24 setembro 2003

Doméstico faustino

O Faustino é um dos meus colegas de trabalho. Não tem descrição porque é um envelope; ou seja, um rectângulo ordinário de medidas ordinárias com uma abertura por trás. A sua história há-de ele um dia contá-la, se se lembrar de alguma coisa digna de referir e se nessa altura não lhe faltarem os termos adequados. Quanto ao resto, é uma figura muito rica e sumarenta — podíamos estar horas perdidas a falar dele. Mais do que do Gastão, de resto também de uma plasticina peculiar.

Colegas com o faustininho procuram-se desesperadamente e é raro encontrarem-se. Sempre presente nos momentos em que o que mais queremos é não ter que olhar para a sua irrelevância, e sistematicamente ausente quando a hora é de bater no bombo. Ainda há dias me entrou pelo gabinete, com o cigarro na mão teimosa de outro, para expressar, com o pesar que acompanha todos os silêncios, um certo descontentamento.
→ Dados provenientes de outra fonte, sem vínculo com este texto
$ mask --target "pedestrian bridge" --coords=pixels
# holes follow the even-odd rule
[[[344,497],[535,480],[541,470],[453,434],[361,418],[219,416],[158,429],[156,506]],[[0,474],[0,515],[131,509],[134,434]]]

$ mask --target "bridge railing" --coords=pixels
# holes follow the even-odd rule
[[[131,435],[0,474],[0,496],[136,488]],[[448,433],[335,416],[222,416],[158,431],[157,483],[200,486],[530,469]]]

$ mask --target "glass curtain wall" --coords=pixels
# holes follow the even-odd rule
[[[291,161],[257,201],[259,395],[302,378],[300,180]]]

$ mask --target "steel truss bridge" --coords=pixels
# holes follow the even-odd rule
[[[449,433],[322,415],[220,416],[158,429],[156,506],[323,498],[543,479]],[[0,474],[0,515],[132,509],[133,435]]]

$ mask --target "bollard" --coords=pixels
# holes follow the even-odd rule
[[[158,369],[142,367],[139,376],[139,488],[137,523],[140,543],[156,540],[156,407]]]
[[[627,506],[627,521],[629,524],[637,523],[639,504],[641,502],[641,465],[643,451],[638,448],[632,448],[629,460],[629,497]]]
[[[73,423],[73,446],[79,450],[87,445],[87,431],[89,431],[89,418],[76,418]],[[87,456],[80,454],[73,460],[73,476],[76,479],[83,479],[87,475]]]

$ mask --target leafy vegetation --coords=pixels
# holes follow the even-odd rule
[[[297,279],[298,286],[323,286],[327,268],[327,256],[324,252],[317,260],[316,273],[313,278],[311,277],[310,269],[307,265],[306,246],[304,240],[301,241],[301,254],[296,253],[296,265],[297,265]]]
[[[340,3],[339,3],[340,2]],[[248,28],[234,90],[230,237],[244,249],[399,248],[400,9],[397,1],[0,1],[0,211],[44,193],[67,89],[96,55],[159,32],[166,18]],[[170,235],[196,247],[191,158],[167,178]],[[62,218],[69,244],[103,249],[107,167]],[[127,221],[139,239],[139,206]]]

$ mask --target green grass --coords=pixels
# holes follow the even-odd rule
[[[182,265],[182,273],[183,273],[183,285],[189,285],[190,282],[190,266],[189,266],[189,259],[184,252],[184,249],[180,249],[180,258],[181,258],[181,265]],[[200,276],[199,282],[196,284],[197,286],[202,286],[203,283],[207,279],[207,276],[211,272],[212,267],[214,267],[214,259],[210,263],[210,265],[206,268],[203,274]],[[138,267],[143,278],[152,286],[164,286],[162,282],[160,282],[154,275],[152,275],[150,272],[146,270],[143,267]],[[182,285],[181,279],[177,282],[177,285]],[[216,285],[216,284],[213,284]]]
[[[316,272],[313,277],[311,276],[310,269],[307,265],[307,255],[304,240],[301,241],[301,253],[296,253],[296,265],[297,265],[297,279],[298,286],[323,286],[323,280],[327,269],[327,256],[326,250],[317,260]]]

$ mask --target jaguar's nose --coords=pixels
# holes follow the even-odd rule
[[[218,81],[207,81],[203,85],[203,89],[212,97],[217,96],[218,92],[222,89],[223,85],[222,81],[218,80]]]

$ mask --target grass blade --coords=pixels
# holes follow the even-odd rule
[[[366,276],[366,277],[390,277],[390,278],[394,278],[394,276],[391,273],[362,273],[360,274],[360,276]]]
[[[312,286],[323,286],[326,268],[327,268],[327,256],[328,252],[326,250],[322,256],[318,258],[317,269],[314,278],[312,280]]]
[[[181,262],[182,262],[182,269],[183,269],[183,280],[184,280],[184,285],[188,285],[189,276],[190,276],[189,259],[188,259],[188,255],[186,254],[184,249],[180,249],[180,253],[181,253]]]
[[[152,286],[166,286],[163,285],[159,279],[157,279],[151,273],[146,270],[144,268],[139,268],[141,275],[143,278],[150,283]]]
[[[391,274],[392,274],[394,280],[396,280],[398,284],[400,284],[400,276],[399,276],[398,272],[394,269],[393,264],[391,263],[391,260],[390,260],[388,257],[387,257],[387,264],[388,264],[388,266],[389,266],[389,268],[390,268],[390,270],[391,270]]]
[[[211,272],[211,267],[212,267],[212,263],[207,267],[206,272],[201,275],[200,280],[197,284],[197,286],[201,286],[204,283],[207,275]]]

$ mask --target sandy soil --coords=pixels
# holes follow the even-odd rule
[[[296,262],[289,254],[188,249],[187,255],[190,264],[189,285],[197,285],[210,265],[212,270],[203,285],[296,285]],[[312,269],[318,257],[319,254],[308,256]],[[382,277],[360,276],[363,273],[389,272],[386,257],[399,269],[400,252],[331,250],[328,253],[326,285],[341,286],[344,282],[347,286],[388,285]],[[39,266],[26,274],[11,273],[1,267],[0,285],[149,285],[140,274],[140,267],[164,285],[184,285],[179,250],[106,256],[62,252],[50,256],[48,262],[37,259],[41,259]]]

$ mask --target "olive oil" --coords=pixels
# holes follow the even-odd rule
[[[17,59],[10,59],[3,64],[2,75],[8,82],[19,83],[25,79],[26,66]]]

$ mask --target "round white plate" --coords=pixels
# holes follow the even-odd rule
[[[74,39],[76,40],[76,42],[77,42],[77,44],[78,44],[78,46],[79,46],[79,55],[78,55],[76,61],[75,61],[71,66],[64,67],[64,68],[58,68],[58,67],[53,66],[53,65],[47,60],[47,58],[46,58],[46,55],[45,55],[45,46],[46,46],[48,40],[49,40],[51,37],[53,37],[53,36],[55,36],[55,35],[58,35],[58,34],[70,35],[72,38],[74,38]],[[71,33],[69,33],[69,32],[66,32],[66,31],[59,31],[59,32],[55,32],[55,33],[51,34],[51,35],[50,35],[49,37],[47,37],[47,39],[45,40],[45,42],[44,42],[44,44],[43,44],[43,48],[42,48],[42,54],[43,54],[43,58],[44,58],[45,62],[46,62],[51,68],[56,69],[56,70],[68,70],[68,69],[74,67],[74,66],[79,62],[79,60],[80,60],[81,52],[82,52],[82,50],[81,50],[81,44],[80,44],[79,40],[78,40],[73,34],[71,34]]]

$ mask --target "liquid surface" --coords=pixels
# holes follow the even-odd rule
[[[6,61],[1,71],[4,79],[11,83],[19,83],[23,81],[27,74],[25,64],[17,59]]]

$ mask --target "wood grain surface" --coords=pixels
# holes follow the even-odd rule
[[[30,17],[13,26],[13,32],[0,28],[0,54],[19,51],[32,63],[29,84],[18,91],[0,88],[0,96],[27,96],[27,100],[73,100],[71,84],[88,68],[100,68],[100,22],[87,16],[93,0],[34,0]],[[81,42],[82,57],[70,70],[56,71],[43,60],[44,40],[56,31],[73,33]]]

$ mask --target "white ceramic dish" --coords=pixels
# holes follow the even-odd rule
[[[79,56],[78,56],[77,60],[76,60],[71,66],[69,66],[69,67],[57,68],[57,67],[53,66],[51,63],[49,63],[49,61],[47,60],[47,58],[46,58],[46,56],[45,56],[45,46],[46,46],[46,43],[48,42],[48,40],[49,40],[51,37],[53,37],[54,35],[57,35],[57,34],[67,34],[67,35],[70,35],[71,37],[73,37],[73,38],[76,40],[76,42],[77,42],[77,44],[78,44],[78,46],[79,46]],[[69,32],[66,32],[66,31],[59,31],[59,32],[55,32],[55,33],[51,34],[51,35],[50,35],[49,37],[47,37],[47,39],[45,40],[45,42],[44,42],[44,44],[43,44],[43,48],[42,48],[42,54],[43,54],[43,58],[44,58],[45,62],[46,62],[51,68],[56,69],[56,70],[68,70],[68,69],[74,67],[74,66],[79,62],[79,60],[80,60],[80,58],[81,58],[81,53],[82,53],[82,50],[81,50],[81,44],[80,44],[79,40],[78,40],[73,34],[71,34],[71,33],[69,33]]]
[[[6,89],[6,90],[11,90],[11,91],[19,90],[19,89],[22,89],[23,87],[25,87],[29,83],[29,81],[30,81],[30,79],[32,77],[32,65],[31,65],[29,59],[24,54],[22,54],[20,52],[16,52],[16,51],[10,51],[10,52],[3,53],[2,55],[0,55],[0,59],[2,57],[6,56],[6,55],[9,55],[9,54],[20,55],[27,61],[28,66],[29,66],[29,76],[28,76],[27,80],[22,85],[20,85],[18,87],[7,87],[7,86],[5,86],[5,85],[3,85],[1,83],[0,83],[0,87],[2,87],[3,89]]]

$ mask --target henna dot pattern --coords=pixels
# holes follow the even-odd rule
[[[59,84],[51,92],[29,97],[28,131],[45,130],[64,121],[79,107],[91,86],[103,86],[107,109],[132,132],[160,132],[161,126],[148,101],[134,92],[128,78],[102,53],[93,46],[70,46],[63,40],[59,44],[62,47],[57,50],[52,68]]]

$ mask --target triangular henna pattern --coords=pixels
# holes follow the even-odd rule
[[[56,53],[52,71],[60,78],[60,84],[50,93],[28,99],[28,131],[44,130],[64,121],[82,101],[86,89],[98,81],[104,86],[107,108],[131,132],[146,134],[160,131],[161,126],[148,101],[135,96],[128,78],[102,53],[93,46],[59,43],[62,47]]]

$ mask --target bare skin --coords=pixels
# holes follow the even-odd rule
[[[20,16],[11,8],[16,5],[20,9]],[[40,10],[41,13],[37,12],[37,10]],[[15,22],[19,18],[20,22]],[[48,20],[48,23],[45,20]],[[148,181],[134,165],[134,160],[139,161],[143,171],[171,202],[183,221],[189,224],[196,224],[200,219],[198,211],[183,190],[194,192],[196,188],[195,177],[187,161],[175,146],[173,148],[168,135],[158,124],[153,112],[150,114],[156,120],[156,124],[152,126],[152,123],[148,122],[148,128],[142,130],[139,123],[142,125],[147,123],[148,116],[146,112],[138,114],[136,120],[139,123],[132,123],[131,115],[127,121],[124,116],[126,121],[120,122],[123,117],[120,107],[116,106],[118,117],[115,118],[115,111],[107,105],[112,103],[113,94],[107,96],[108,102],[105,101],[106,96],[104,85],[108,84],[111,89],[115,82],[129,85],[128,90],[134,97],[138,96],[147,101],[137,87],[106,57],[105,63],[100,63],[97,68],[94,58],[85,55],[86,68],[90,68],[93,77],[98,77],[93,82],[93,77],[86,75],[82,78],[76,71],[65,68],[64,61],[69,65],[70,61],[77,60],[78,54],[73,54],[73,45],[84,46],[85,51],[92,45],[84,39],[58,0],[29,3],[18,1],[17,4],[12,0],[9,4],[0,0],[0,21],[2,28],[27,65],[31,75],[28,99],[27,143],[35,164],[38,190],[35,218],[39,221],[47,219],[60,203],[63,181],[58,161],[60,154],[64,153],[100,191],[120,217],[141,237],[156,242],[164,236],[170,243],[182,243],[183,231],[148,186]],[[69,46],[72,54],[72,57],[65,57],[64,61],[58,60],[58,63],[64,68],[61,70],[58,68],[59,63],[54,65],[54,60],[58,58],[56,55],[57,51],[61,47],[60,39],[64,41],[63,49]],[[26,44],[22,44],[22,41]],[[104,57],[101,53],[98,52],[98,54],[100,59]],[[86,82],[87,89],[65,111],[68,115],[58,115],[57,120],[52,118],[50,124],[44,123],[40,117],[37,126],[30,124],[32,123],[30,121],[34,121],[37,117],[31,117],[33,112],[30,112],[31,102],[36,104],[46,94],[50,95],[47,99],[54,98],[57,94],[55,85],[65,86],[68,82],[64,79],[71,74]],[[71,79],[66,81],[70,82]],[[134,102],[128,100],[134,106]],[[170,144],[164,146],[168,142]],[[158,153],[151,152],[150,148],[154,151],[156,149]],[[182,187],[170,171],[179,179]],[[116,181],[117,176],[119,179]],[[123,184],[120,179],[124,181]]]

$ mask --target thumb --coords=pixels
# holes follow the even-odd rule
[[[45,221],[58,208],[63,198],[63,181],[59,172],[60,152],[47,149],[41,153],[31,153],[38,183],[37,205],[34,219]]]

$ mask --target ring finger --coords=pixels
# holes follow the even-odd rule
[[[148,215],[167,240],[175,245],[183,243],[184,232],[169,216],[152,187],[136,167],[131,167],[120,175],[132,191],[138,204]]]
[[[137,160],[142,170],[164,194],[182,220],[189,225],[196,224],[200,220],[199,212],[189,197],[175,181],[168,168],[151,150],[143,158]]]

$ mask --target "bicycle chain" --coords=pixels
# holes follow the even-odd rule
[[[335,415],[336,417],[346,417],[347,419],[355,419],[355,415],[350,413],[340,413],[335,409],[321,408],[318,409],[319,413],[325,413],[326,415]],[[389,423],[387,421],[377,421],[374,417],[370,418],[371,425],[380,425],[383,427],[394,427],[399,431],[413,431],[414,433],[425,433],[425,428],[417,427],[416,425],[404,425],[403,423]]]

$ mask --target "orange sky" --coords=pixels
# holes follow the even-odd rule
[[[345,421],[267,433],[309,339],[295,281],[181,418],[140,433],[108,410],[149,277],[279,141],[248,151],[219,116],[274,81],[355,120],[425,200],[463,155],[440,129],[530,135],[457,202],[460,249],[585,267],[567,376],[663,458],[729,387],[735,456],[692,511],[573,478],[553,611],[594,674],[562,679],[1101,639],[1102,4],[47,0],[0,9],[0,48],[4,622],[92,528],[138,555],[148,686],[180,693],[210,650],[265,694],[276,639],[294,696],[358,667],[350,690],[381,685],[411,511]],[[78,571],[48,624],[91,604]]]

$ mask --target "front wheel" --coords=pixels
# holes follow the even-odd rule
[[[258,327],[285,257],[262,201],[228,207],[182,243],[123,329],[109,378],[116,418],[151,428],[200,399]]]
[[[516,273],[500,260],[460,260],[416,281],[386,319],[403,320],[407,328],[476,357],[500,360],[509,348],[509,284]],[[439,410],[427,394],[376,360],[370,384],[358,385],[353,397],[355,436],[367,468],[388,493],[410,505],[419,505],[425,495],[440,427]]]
Não pude ajudá-lo no diagnóstico porque desconheço os medicamentos que toma para aquilo de que padece. Era evidente que se tratava de um momento solene, senão ele não teria trazido aquela camisa nas cores da moda que vêm nas revistas que a esposa compra.

Não é novo que a maleita dos indivíduos como este meu querido colega de trabalho se transmite de geração em geração. O pai havia sido um ser desconhecido e da mãe não há mais registos do que do pai, de maneira que fica provada a transferência hereditária das alterações de humor sem razão aparente. Os colegas condescendem, eu mais do que ninguém, e por vezes aceitam mesmo trocar o faustininho por companhia mais interessante do ponto de vista sanitário, indo varrer as nódoas estéticas que têm na retina para o convento ali mais abaixo.

O Faustino tem outros métodos para abordar a existência. Não lhe cospe em cima mas aceita que o façam à sua, se ele não estiver por perto. Não desdenha um sorriso nos dias em que se espera que se afaste de tudo o que é vivo e são, e até parece que compreende. Parece, não, compreende mesmo. De facto, o Faustino tem um entendimento assaz normal, absolutamente dentro da média da sua própria graduação, e projecta nos que o rodeiam o sentimento de que pertence ao mesmo naipe. Dentro dele deve existir uma fórmula que lhe permite transferir qualidades para o seu gibão sem ter que retirar propriedades à matéria de origem, porque é-lhe fácil — e fá-lo com alguma graciosidade — admitir a inevitabilidade do sucesso em todos os seus empreendimentos.

Dócil como ele não há. Basta dizer-lhe ó Faustino tá calado que ele pára imediatamente de dizer asneiras, embora reconhecendo que tinha mais algumas prontas a sair. Ficam para a próxima, promete sempre. Cidadão da grande época do lixo em saquinhos de plástico — embora eu ache que ele é mais significativo como produto da geração do muito lixo em pequenas doses —, tudo quanto dizia ou mostrava era em extractos, em pedaços, em talões cujo bilhete respectivo ficava cativo do seu interlocutor. Quer dizer, uma postura perante a sociedade como qualquer outra postura, talvez mais recatada e modesta mas nem por isso menos permeável a influências.

Apesar de tudo, o Faustino era doméstico tanto quanto se não pode ser menos. Noutras bandas seria engraxador ambulante, por aqui teve a oportunidade de ser chato. No fundo do seu ser não era pegajoso, como pode parecer à primeira vista, nem cultivava esse bolor seco e sufocante que o enfadonho da sua pessoa transmitia aos demais. Não, no fundo era negro e frio, imenso espaço vazio e por isso mesmo hospitaleiro: os colegas podiam atirar-lhe lá para dentro todos os confettis que lhes apetecesse que de lá não sairiam nunca cartazes coloridos a anunciar festejos de carnaval; talvez, eventualmente, bandeirolas para manifestações de siderúrgicos. Assisti em algumas ocasiões a exercícios de enchimento desses espaços, à pazada, com areia do tempo, na esperança de ver devolvidos grandes edifícios filosóficos mas a teoria deve ter adormecido lá dentro. Ou ainda anda perdida, sei lá.

É assim o Faustino, coitado. Nunca fuma dentro de uma igreja.